JU – A senhora aponta o ambientalismo como um
importante movimento social. Há, todavia, quem ainda o veja
como um movimento permeado por ingenuidades. Por que isso
acontece?
Heloísa Bruhns – No início, o ambientalismo incluiu
entre suas propostas um tema que a meu ver foi equivocado.
Ingenuamente, o movimento negou o progresso conquistado
e defendeu o retorno ao campo. Uma utopia simplista manifestou-se
no movimento, relacionada à ruralização e à proposta de
volta às comunidades rurais, qual seja, o retorno aos modelos
de convívio dos pequenos povoados e vilas, negando o conforto,
que foi confundido com luxo, conquistado na sociedade ocidental.
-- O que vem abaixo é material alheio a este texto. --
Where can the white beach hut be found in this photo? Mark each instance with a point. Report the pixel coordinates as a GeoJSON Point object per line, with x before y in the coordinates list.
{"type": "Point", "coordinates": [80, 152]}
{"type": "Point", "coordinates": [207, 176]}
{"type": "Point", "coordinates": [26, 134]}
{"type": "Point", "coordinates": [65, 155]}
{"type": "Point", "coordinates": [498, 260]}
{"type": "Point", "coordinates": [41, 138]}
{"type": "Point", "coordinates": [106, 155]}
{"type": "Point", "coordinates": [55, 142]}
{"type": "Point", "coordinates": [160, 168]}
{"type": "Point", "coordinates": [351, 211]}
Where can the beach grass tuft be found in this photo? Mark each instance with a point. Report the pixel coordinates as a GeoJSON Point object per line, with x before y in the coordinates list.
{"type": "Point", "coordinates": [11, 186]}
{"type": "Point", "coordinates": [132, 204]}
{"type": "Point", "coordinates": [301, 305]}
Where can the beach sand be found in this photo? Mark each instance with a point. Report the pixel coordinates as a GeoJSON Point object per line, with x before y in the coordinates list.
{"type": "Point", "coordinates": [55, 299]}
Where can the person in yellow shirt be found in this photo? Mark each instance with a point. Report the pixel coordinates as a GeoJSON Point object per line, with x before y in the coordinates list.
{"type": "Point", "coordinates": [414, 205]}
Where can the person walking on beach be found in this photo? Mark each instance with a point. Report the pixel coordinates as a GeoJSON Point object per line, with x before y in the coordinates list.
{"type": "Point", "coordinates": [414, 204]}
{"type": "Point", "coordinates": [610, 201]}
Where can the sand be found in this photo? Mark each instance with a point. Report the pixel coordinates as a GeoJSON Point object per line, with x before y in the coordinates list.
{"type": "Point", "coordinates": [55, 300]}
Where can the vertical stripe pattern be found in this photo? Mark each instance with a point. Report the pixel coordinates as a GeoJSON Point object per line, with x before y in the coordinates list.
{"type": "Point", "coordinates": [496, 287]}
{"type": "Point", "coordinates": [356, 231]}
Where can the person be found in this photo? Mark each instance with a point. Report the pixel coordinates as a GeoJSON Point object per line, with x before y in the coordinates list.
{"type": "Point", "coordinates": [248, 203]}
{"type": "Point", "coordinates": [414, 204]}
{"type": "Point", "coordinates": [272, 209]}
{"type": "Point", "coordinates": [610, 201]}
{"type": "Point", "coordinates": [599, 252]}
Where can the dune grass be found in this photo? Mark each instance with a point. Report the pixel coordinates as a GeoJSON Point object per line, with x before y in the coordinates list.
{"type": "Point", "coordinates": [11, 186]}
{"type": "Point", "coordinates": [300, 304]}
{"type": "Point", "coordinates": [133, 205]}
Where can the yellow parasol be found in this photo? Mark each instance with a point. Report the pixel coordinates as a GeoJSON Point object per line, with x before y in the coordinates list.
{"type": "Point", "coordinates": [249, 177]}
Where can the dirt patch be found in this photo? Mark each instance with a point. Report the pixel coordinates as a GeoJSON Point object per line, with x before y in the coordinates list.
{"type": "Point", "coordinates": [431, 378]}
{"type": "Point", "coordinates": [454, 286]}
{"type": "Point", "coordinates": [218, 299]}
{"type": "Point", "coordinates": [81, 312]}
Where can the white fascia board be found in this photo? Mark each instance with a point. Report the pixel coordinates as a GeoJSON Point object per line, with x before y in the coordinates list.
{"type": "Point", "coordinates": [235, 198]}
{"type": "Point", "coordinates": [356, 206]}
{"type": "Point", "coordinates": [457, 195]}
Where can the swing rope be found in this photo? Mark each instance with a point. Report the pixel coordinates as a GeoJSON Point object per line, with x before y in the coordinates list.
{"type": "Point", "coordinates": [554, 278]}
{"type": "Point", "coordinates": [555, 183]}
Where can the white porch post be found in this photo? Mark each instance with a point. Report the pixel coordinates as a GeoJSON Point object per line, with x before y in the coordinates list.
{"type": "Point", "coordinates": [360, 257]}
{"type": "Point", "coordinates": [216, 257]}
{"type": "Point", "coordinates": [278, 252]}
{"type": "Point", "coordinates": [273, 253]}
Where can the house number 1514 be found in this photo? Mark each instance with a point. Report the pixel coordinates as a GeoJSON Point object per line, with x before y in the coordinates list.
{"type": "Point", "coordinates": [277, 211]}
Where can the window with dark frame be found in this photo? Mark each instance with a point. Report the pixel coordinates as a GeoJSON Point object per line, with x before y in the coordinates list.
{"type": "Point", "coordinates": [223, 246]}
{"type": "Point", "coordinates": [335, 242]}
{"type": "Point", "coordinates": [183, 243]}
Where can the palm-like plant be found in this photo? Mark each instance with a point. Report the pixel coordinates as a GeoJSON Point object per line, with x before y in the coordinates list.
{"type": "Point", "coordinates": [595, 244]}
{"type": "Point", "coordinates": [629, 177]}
Isso fez com que surgissem várias comunidades alternativas,
sendo que a grande maioria foi extinta. A proposta não teve
o alcance imaginado por um motivo simples: a sociedade em
geral não estava disposta a abrir mão de algumas conquistas
que ela tinha como legítimas. Ou seja, não se tratava propriamente
de retroceder, mas sim de contestar o que estava sendo feito,
de modo que as ações do progresso fossem menos agressivas,
tanto em relação ao planeta quanto em relação aos sujeitos.
Penso que esse equívoco
inicial fez com que alguns segmentos passassem a ver o ambientalismo
como um movimento com propostas ingênuas, mas hoje sabemos
que não se trata disso absolutamente. Embora o movimento
tenha se inspirando no princípio da não-violência, nem tudo
ocorre sempre assim, e grupos de ação direta como Greenpeace
e Earth First! às vezes correm o risco de aproximar os ambientalistas
de milícias defensoras da sobrevivência.
JU – No livro,
a senhora trata das conexões do ambientalismo com outros
movimentos sociais. Que movimentos são esses e como se deram
essas relações?
Heloísa Bruhns – No livro, eu tento fazer uma ponte
entre o feminismo, o ecofeminismo, o ambientalismo, os novos
valores e as novas sensibilidades, envolvidos na busca contemporânea
pela natureza. O ambientalismo carrega novas ideias e sensibilidades
– aproximando-se do feminismo e da vertente ecofeminista
–, configurando uma fase estética, gerando tanto uma atitude
ativa contemplativa sobre a natureza, como uma atitude ativa
destinada a expandir e integrar as relações da sociedade
com a natureza.
O feminismo insere-se nos
“novos movimentos sociais” emergidos durante a década de
1960 – as revoluções estudantis, os movimentos antiguerra
e da contracultura revolucionária , os movimentos pacifistas
e o ambientalismo. Ele veio contestar situações pontuadas
pela modernidade como categorias universais de sujeito masculino
e do conhecimento objetivo. Criticar totalidades e estereótipos
universais é uma opção teórica dos estudos feministas. Ora,
não existe sujeito universal, existem sujeitos particulares
em situações igualmente particulares; localidades particulares,
com interesses e necessidades muito diferentes entre si.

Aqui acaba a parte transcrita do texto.